Uchumi Supermarkets, seeking to cut losses, yesterday shut operations in five of its stores in a move that see hundreds of employees lose their jobs. Uchumi Chief Executive Officer Julius Kipng’etich said closure of the branches will reduce the retailer’s operational costs by running on on a leaner structure “as dictated by the current business environment.”
“Their closure will enable us channel our resources to fewer branches and optimise operations for maximum gain,” said Mr Kipng’etich. The closed branches include Taj Mall in Nairobi, Embu, Eldoret Sugarland, Nakuru and Kisii.
Uchumi’s recovery is proving very painful. The closures will see 253 staff rendered redundant, which will affect thousands of families. It also means not market for individuals and firms that were supplying those branches as well as offering services like cleaning and security. Building owners have lost out on big time tenants, too. The impact of the closure will be felt for a long time to come.
Mr Kipng’etich defended the shocking move saying Uchumi “is well on track to recovery”. He said the closures are expected to hasten the retail chain’s rise to sustainability. In November last year, Uchumi made exited from neighbouring Uganda and Tanzania to stem what Dr Kipng’etich said then was excessive financial losses.

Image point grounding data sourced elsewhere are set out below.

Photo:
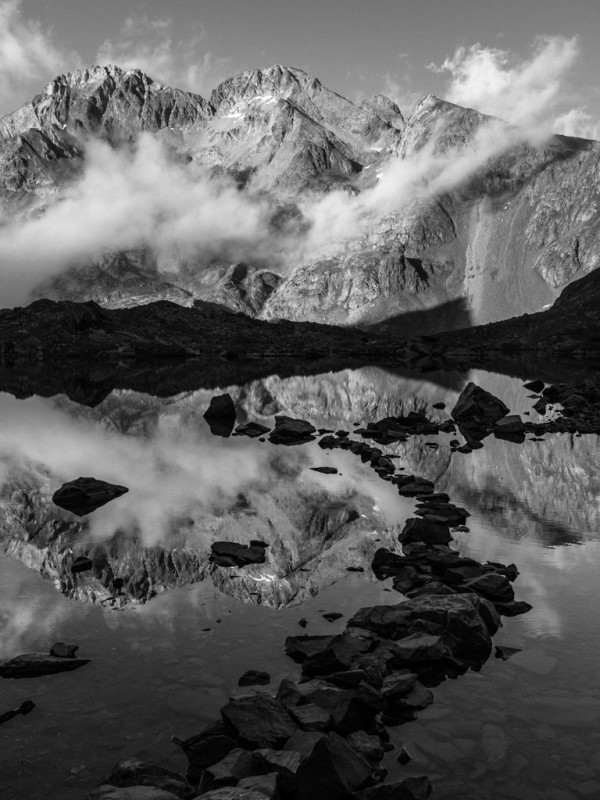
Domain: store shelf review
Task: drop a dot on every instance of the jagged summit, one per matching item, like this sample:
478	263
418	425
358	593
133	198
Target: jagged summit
108	100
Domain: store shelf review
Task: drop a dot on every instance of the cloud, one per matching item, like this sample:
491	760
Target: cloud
128	198
532	92
148	44
28	55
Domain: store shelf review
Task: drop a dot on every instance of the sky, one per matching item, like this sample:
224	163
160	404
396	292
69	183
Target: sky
395	47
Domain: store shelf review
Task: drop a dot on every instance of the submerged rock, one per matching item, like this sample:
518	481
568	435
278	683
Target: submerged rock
292	431
24	709
258	721
253	677
221	415
64	650
84	495
232	554
32	665
133	772
476	405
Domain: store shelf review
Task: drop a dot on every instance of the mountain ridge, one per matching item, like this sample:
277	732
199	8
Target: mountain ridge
506	238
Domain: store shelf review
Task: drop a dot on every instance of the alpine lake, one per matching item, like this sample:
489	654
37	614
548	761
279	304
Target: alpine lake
168	633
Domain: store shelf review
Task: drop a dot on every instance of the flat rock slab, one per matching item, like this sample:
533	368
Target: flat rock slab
258	721
456	619
133	772
232	554
292	431
475	404
107	792
84	495
33	665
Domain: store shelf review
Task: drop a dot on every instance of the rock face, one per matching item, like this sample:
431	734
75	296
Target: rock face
84	495
501	242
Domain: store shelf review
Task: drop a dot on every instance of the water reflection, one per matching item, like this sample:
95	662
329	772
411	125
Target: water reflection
535	504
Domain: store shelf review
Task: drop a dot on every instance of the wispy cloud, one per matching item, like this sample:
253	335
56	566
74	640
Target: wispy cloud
148	44
533	92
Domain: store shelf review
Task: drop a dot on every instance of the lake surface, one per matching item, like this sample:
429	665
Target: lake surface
169	644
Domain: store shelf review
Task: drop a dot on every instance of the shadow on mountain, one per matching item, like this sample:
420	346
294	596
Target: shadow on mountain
449	316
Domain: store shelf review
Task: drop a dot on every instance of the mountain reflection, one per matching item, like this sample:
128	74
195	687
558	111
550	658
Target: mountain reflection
188	489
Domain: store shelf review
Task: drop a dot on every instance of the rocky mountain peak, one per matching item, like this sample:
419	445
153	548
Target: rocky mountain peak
108	100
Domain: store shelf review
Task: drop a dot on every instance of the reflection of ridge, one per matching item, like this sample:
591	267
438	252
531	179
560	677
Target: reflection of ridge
495	506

Before then, the retailer had closed two of its outlets in Kenya — one in Rongai and the other in Syokimau. Mr Kipng’etich said the retail chain had adhered to all the required legal and statutory requirements in executing the decision.
The closures were necessary to save the chain’s business.
“Uchumi is doing the right thing. If a branch or a profit centre cannot pay its way, it should close down because if allowed to continue, it would drag the rest of the company into the loss territory,” Sterling Capital Investment Director John Kirimi told the Nation.
“I find the CEO’s turnaround journey both appropriate and principled. It requires to be sustained and improved and not to falter as his predecessor’s. The CEO should stick to the three turnaround actions which he laid out at the beginning of the term.
Even as it turns around its fortunes, Uchumi faces an uphill task in the wake of heated competition from rivals. The retailor will have to deal with rising rivalry from Nakumatt, which is the Kenyan market’s largest supermarket in terms of sales and network size. Others include Tuskys and Naivas, which are also seeking to expand despite being entangled in family feuds. Uchumi had 37 outlets with 4,500 workers spread across East Africa, with a majority of them in Kenya. To date the retailer now has about 19 branches across the country.